Comprehension Outcomes


Comprehension is an active and complex cognitive process in which students construct meaning through reading, writing, listening, and speaking. Comprehension is integral to all learning as students interact with a variety of challenging and rigorous information sources and experiences.

The West Irondequoit Central School District Comprehension Outcomes, which organize comprehension as: Information and Understanding, Literary Response and Expression, and Critical Analysis and Evaluation, apply to the continuum of instruction from kindergarten through grade twelve. In every curricular area students are expected to develop critical thinking skills including analysis, synthesis, application, evaluation, and reflection on both the information and their learning processes.

Speaking and writing assume a primary role in development of comprehension, along with reading and listening. Discourse among students is fundamental in the development of understanding and is embedded in each outcome area. As with discourse, writing is utilized to construct, clarify, and extend meaning, rather than used only as a means to assess understanding. Reflection is a critical component of each area, deepening students' understanding.

A comprehension companion document accompanies the outcomes, identifying dynamic processes for accessing information and extending understanding. These recursive and interactive processes provide a common thread of student strategies, instructional techniques, and formative assessments applicable to all three outcome areas.

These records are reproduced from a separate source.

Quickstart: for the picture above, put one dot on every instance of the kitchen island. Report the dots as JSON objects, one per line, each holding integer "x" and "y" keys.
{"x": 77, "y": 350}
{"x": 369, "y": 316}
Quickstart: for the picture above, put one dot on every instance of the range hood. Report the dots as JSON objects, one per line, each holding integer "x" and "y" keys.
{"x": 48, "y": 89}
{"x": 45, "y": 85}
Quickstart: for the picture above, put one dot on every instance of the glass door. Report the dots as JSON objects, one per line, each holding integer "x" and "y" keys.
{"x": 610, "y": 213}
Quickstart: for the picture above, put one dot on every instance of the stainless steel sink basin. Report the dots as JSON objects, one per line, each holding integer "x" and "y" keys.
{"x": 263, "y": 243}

Instructional techniques engage students in learning experiences that result in the development of critical thinking skills, as well as comprehension strategies. Formative assessments provide teachers and students with information regarding acquisition of these skills and strategies. Throughout this process, the teacher's role is consistently that of facilitator in a student-centered classroom.

Through the use of comprehension strategies, students develop life-long thinking skills necessary to achieve the expectations of the outcomes. Strategies are selected and used recursively throughout the learning process - before, during, and after each learning experience. These strategies, however, are not limited to a single phase of the process, but are used cyclically throughout learning. When students are engaged in these processes, fluency results. Fluency is a bridge to comprehension.

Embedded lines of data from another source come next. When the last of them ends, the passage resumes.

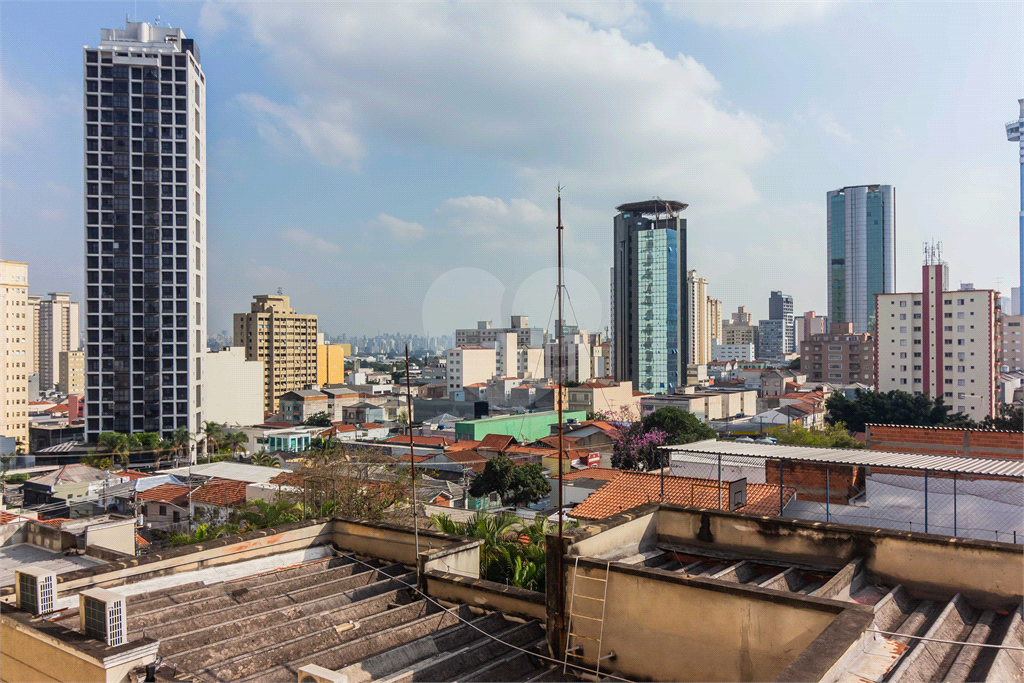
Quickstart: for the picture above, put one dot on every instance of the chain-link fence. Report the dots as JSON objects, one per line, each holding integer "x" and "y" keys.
{"x": 906, "y": 500}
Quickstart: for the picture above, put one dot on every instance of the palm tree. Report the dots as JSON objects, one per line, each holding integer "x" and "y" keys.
{"x": 265, "y": 459}
{"x": 236, "y": 441}
{"x": 180, "y": 438}
{"x": 260, "y": 514}
{"x": 214, "y": 433}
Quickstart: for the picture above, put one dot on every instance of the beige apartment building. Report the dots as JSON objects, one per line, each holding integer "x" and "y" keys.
{"x": 940, "y": 343}
{"x": 284, "y": 340}
{"x": 71, "y": 372}
{"x": 56, "y": 326}
{"x": 1012, "y": 344}
{"x": 15, "y": 347}
{"x": 840, "y": 356}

Aligned with the New York State English Language Arts Standards and Indicators, the West Irondequoit Central School District Comprehension Outcomes are both an integral part of our English Language Arts Curriculum and all curricular areas. Teaching and celebrating literacy in all its forms is the charge of every educator, and becoming a literate citizen is the right of every student. These outcomes and companion document are a path to that goal.


Outcome 1:  Information and Understanding Outcome 2:  Literary Response and Expression Outcome 3:  Critical Analysis and Evaluation
As listeners, speakers, readers and writers, students will collect data, facts, and ideas; discover relationships and concepts; make generalizations by using knowledge generated from oral, written and electronic sources.

Sources may include, but are not limited to:  informational texts, audio, media, oral presentations, professional journals, newspapers, magazines; charts, graphs and diagrams; as well as other expository and imaginative sources.


As listeners, speakers, readers and writers, students will comprehend, interpret and critique imaginative texts in every medium, making connections to relevant personal experiences and knowledge to understand the text, while recognizing its social, cultural, and/or historical features.

Sources may include, but are not limited to:  imaginative texts such as novels, short stories, poetry, historical fiction, memoir, fables and folktales, satire, plays, biographies, and auto-biographies.



As listeners, speakers, readers and writers, students will analyze and evaluate experiences, ideas, information and issues using evaluative criteria from a variety of perspectives and recognize the difference in evaluations based on varied sets of criteria.

Sources for ideas, information, issues, and experiences may include, but are not limited to:  literature; informational texts and textbooks; public documents and political speeches; advertisements; book/movie reviews, critiques, and editorials; technical manuals and professional journals.

Students will:


  • Gather, interpret, and analyze extensive, authentic, complex, and diverse sources/genres to develop and extend understanding of the information and ideas.
  • Construct meaningful and well-developed connections to relevant prior knowledge and experiences that facilitate the development of further insights.
Students will:


  • Evaluate literary merit based on understanding of genre, literary elements and techniques, literary tradition, and/or historical period.
  • Synthesize personal thoughts with the perspectives, ideas, and questions voiced by others in order to construct meaning and extend knowledge and understanding by engaging in discourse.
Students will:


  • Assess the quality and dependability of texts and other sources using criteria related to genre, subject area, purpose, and critical perspectives specific to an area of study.
  • Interpret the author/authors' perspective and purpose to evaluate the validity of the arguments presented.